79 F.3d 1141
Jane DOE, individually and as next friend of her minor son;
Edward J. ALFRED, individually and in his capacity as a
teacher at Jefferson Elementary Center; Ronald V. Stoops,
individually and in his capacity as a teacher at Jefferson
Elementary Center; William D. Staats, Doctor; Dan Curry,
Doctor, individually and in his capacity as Superintendent
of Schools of Wood County; The Wood County Board of
Education, a public corporation, Defendants--Appellees.
United States Court of Appeals, Fourth Circuit.
Submitted: Feb. 6, 1996.
Decided: March 19, 1996.
NOTICE: Fourth Circuit Local Rule 36(c) states that citation of unpublished dispositions is disfavored except for establishing res judicata, estoppel, or the law of the case and requires service of copies of cited unpublished dispositions of the Fourth Circuit.
Michael J. Sharley, Westover, West Virginia, for Appellants.
Claudia West Bentley, Robert James Kent, Bowles, Rice, McDavid, Graff & Love, Martinsburg, West Virginia, for Appellees.

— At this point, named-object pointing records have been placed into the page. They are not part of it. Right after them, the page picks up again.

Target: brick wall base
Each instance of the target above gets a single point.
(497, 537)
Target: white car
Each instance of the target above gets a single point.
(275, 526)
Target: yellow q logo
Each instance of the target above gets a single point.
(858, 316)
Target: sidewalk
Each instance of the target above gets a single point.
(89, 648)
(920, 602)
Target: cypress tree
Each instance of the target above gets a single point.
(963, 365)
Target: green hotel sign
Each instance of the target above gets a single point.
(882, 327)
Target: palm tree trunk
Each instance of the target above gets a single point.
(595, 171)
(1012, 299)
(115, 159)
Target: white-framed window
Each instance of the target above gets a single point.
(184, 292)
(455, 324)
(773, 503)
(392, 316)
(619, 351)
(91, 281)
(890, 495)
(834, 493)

Before HALL, MURNAGHAN, and MOTZ, Circuit Judges.
Appellants appeal the district court's order dismissing without prejudice Appellants' statutory and related constitutional claims for denial of a free and appropriate public education. We grant the Appellees' motion and dismiss the appeal for lack of jurisdiction.

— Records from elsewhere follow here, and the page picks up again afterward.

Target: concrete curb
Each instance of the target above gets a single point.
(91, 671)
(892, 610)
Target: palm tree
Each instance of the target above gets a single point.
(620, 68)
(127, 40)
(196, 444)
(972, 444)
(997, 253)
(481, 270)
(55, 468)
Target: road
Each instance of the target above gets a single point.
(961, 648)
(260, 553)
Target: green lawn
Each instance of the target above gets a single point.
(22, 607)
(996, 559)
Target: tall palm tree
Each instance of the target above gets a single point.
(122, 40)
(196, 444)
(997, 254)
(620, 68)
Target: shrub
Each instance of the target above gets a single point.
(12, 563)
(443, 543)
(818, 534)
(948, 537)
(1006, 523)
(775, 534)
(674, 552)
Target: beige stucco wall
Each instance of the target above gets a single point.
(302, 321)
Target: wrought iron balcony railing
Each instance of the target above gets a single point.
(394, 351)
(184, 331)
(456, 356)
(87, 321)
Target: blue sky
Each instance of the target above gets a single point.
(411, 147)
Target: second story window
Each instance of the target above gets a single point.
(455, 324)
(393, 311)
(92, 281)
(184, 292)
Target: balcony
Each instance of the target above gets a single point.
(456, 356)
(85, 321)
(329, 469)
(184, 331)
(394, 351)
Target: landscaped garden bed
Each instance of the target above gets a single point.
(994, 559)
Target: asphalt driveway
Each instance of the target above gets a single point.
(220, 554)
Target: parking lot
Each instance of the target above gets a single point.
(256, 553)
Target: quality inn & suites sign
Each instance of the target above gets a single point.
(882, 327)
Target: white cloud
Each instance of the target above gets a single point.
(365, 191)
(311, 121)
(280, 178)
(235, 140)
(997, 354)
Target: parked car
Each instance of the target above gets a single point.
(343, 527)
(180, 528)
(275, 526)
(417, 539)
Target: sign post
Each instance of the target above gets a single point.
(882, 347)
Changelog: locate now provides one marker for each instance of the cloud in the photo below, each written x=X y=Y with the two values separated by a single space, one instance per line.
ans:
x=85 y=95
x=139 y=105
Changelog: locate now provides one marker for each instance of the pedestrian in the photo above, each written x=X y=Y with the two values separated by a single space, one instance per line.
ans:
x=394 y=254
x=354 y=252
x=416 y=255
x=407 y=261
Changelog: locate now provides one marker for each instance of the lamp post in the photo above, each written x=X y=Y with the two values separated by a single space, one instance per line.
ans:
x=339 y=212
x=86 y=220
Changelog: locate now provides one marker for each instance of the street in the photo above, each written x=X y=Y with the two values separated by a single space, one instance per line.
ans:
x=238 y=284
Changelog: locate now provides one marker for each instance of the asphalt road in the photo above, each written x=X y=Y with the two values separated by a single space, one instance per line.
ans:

Under 28 U.S.C. § 1291 (1988) this court has jurisdiction over appeals from final orders. A final order is one which disposes of all issues in dispute as to all parties. It "ends the litigation on the merits and leaves nothing for the court to do but execute the judgment." Catlin v. United States, 324 U.S. 229, 233 (1945). As the order appealed from is not a final order, it is not appealable under 28 U.S.C. § 1291. The district court has not directed entry of final judgment as to particular claims or parties under Fed.R.Civ.P. 54(b), nor is the order appealable under the provisions of 28 U.S.C. § 1292 (1988). Finally, the order is not appealable as a collateral order under Cohen v. Beneficial Industrial Loan Corp., 337 U.S. 541 (1949). We dispense with oral argument because the facts and legal contentions are adequately presented in the materials before the court and argument would not aid the decisional process.